Through the activity of mirror neurons, the spectator is also drinking a coffee, is also shocked and repulsed to discover that it has been sweetened with salt, not sugar, although neither salt, nor sugar, nor coffee nor cup are literally present. And more again: as Lecoq points out, through the identification which is the basis of mime, I literally embody the world; I create physical metaphor. The exercise “I am an olive tree" moves in me, the mime, powerful empathetic forces. Just as the word is freed of its cognitive chains in spoken metaphor, so the egoistic fetters on me are loosened as I dedicate my imagination to the embodiment, not only of the extra-individual, but even of the extra-human. I experience, not an idea, but a felt-sense, of empathy for another sentient being.
I feel it is important to practice mime, not as a technique, but as an attitude, because it tones up our muscles for empathy. We can develop a habit of engaging physically with the world, while heightening our sensitivity to the often ineffable way that the world continuously engages with us, from the changes of light with the cycle of the day and the seasons, to our internal, skeletal response to the movement of water over stone, for instance. I think of this kind of attention, simply, as physical prayer, which stretches our capacity to engage with the world humbly, on its terms rather than just ours.
In his poem, The Breeze at Dawn, Rumi says, “You must ask for what you really want.” This is an imperative to which very few of us can respond fully. But taking the time to experience the world as an olive tree or a lemon, or a dog or a cloud, releases us momentarily from the stranglehold of our individuality, so that we are not caught unprepared, like those who receive three wishes in the fairy tales, wasting them in pointless chatter.

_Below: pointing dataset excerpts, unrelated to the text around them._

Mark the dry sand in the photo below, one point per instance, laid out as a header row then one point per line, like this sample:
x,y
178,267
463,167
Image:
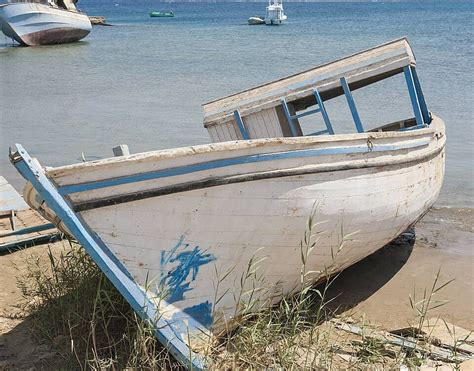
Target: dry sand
x,y
378,287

When the breeze at dawn offers its secrets, we are prepared to respond more fully, because we have imaginatively explored the alternatives.
I take Lecoq's expression, to “understand better,” as understanding with the heart, as well as with the head, recognizing, on a cellular level, that the two are not just compatible, but symbiotic. How much better, says Oscar Wilde in his essay, The Truth of Masks, to enjoy the rose, then to place its roots under a microscope (Wilde, 1982, 426). I think both understandings are to be encouraged. Most of us have more experience with the microscope. But by letting the wilderness cultivate us, instead of the other way around, we can offer ourselves, physically, to the risky synesthesia which embodies the rose, as well as the earth whence it draws, the sun, wind and rain towards which it strains. This is an understanding of the world as being of us, rather than simply happening to us.
In the words of Mary Oliver's poem, Wild Geese:
Whoever you are, no matter how lonely,
the world offers itself to your imagination,
calls to you like the wild geese, harsh and exciting ―
over and over announcing your place
in the family of things.
Keats, John. The Complete Poetical Works and Letters of John Keats. New York: Houghton, Mifflin and Company, 1899.
Lecoq, Jaques. The Moving Body. New York: Routledge, 2002.
Wilde, Oscar. “The Truth of Masks.” In The Artist as Critic: Critical Writings of Oscar Wilde. Richard Ellman (ed.). Chicago: University of Chicago Press, 1982.